Я не находила слов утешения, и мне было с ней неловко. А она все говорила, говорила...
По утрам я ввела гимнастику по Мюллеру. Открыв форточку, поскольку позволяли железные решетки, мы раздевались почти донага, становились в ряд и делали всевозможные движения руками, ногами и туловищем.
Я сказала, что гимнастика помогает сохранять молодость и красоту. Француженка, раскрашенная, в папильотках, старалась больше всех. "Un, deux, troix! Un, deux, troix"2, - приговаривала она, махая руками. Слабые мускулы ее не привыкли к усилию. Каждый раз, когда надо было медленно опускаться на корточки, она падала навзничь и не могла встать. Поднимался такой смех, что вмешивался надзиратель:
– Тише, дьяволы, что у вас тут такое?!
Доктор Петровская в одной денной рубашке, с замотанной вокруг головы фальшивой косой, желтая, тощая, вызывала чувство брезгливой жалости. И никто не смеялся, когда она, как и француженка, садилась на пол, вместо того чтобы подниматься с корточек...
Один раз кто-то обратил внимание на отопительные трубы, проходящие в соседнюю камеру. Я села на пол и стала расковыривать известку железной шпилькой. Щель была замазана плохо, и известка легко осыпалась.
– Станьте у двери, караульте надзирателя, - шепнула я товаркам.
Доктор Петровская быстро вскочила и заняла наблюдательный пост.
– Щепочкой, щепочкой, - шептала она, - от коробки отломайте.
И вдруг я услыхала с той стороны шорох, точно мыши скреблись. Я попробовала пропихнуть щепочку, почувствовала, что ее вытягивают. Она вся ушла и через минуту снова показалась с привязанной к ней записочкой: "Кто у вас в камере? У нас сидят такие-то и такие-то". Записка была подписана пятью, один из них был знакомый, заседавший у меня в квартире.
Мы ответили. Завязалась переписка. Мне было важно узнать, как вести себя на допросах. "Скрывать что-либо бесполезно, ВЧК все известно", - был ответ.

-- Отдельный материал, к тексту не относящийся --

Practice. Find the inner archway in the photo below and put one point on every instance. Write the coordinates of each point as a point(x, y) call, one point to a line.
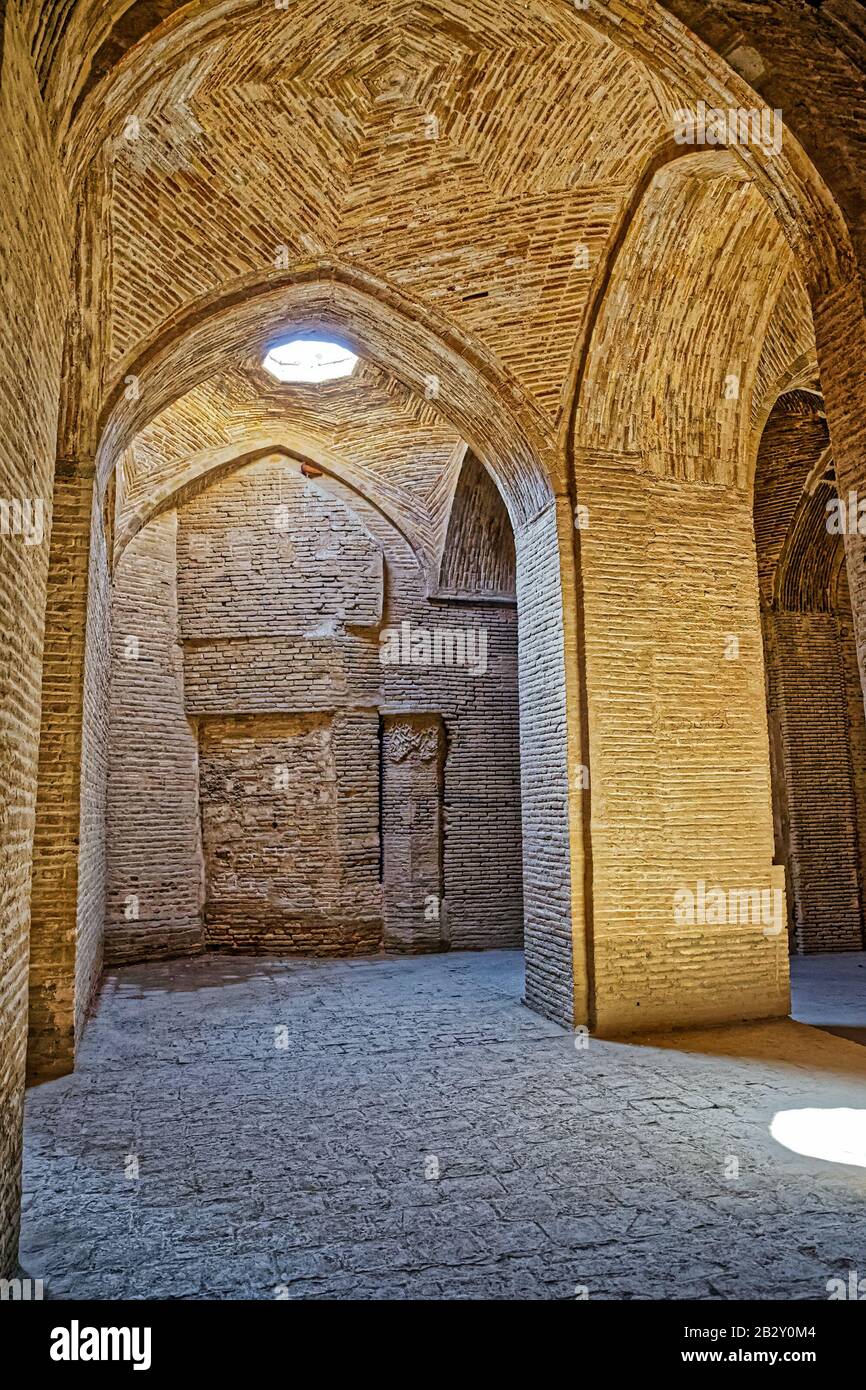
point(815, 706)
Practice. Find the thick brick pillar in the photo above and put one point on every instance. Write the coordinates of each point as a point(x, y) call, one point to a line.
point(840, 332)
point(53, 1005)
point(552, 790)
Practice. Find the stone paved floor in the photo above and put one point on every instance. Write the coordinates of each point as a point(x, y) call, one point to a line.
point(309, 1169)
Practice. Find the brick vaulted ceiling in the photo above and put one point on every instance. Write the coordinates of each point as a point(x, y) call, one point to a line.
point(487, 160)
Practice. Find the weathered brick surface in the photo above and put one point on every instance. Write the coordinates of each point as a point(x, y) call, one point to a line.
point(680, 781)
point(154, 887)
point(281, 595)
point(549, 271)
point(818, 730)
point(34, 232)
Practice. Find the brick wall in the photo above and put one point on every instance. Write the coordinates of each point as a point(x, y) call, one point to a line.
point(815, 702)
point(34, 241)
point(680, 787)
point(281, 597)
point(154, 855)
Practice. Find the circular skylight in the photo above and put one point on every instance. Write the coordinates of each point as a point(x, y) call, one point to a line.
point(306, 359)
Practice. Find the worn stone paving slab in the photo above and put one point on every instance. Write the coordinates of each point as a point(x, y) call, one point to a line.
point(406, 1129)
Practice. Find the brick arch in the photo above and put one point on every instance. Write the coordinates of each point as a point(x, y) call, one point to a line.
point(399, 513)
point(508, 434)
point(684, 325)
point(156, 39)
point(401, 335)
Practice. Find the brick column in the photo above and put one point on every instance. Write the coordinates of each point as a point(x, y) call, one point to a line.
point(56, 845)
point(840, 332)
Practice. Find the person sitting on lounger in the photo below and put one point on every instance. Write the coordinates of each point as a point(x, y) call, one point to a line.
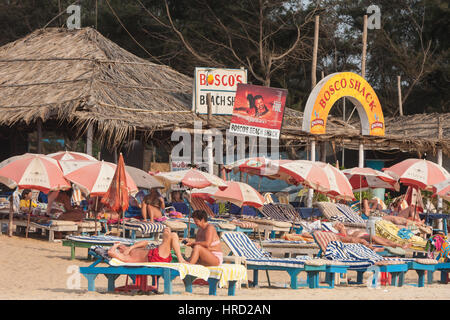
point(152, 205)
point(138, 252)
point(206, 248)
point(358, 236)
point(370, 206)
point(25, 205)
point(60, 208)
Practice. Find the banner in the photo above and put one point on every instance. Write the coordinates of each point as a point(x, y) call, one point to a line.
point(258, 111)
point(221, 84)
point(336, 86)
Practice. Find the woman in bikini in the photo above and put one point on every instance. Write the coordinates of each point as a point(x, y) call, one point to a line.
point(206, 248)
point(152, 206)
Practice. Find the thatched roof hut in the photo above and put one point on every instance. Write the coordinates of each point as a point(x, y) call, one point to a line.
point(79, 77)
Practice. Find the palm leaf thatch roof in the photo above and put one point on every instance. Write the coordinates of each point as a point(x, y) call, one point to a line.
point(82, 77)
point(79, 77)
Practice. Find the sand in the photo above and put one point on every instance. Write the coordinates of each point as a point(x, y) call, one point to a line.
point(37, 269)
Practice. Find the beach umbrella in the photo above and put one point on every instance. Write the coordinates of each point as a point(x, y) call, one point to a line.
point(32, 171)
point(71, 155)
point(94, 178)
point(252, 166)
point(191, 178)
point(143, 179)
point(116, 197)
point(204, 193)
point(442, 189)
point(419, 173)
point(304, 172)
point(240, 194)
point(368, 178)
point(336, 184)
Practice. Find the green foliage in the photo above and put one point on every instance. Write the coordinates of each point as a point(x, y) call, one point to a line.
point(413, 41)
point(364, 194)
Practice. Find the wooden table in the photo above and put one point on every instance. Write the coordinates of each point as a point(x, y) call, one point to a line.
point(50, 229)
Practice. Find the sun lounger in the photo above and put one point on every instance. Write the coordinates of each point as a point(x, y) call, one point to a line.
point(256, 259)
point(89, 241)
point(225, 275)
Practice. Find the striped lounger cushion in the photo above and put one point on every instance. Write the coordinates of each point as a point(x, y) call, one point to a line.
point(349, 213)
point(241, 246)
point(358, 255)
point(144, 227)
point(101, 240)
point(323, 238)
point(228, 272)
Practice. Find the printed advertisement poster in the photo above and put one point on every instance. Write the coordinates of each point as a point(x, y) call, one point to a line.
point(221, 84)
point(258, 111)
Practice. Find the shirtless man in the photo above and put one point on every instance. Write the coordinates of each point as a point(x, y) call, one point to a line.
point(138, 252)
point(357, 236)
point(206, 248)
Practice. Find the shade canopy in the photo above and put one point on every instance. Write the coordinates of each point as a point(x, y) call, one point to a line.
point(419, 173)
point(368, 178)
point(33, 171)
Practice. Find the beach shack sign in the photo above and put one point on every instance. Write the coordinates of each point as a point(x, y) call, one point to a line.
point(339, 85)
point(221, 84)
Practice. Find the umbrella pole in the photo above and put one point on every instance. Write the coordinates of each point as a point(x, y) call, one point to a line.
point(95, 215)
point(11, 213)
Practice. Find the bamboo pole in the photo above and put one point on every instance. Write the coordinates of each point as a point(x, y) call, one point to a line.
point(399, 88)
point(363, 59)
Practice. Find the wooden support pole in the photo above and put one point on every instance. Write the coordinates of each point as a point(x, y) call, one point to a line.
point(363, 59)
point(39, 133)
point(315, 48)
point(89, 138)
point(361, 155)
point(399, 88)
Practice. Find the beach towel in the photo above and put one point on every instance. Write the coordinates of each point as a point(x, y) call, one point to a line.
point(144, 226)
point(228, 272)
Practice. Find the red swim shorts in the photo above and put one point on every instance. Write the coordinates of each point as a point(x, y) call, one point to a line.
point(153, 256)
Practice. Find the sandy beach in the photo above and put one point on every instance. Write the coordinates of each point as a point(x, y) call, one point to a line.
point(37, 269)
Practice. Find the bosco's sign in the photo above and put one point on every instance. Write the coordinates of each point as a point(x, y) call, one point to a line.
point(338, 85)
point(258, 111)
point(221, 84)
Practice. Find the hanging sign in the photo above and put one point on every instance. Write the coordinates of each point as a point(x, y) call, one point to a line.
point(221, 84)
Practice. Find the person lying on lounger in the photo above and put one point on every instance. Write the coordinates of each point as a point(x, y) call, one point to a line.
point(138, 252)
point(358, 236)
point(206, 248)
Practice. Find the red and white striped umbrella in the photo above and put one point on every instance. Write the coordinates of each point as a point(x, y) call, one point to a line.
point(442, 189)
point(252, 166)
point(368, 178)
point(204, 193)
point(33, 171)
point(191, 178)
point(70, 155)
point(420, 173)
point(240, 194)
point(94, 178)
point(303, 172)
point(336, 185)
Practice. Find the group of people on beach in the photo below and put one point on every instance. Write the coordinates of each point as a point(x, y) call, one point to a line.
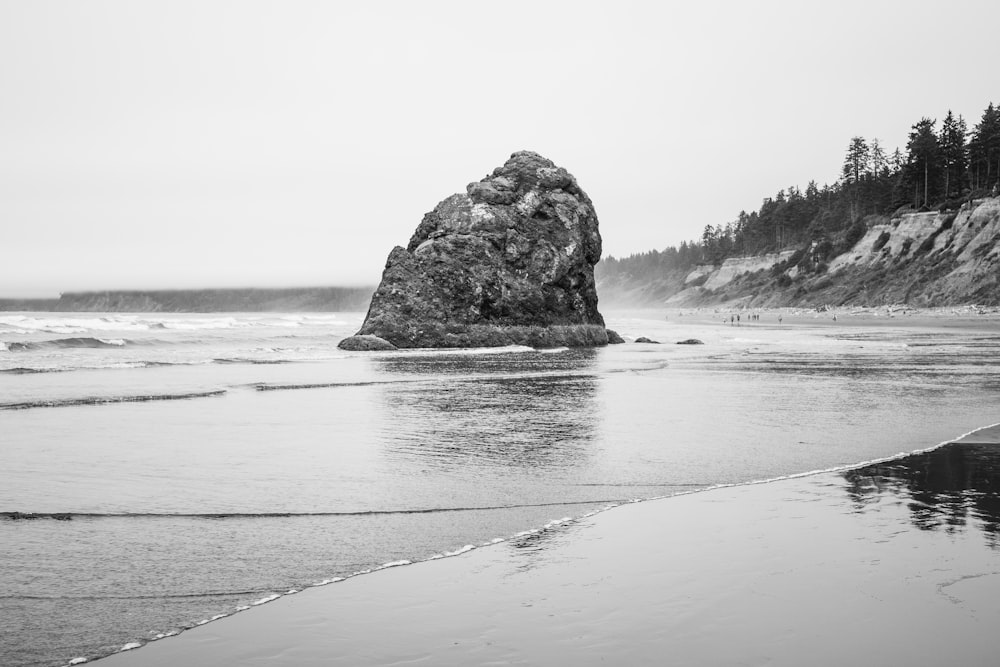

Наивно просовывая щепочку в соседнюю камеру, мы и не подозревали, что вся эта переписка была спровоцирована, что доктор Петровская - наседка, передающая из камеры следователям ЧК все наши разговоры. Недаром ее так часто вызывали на допросы. Говорили, что своей шпионской деятельностью она купила жизнь своего сына. В соседней же камере сидел другой предатель - Виноградский, предавший друзей детства. Я также была арестована благодаря Виноградскому; из разговора моих друзей он узнал, что заседания Тактического центра происходили у меня на квартире, и тотчас же донес об этом следователю.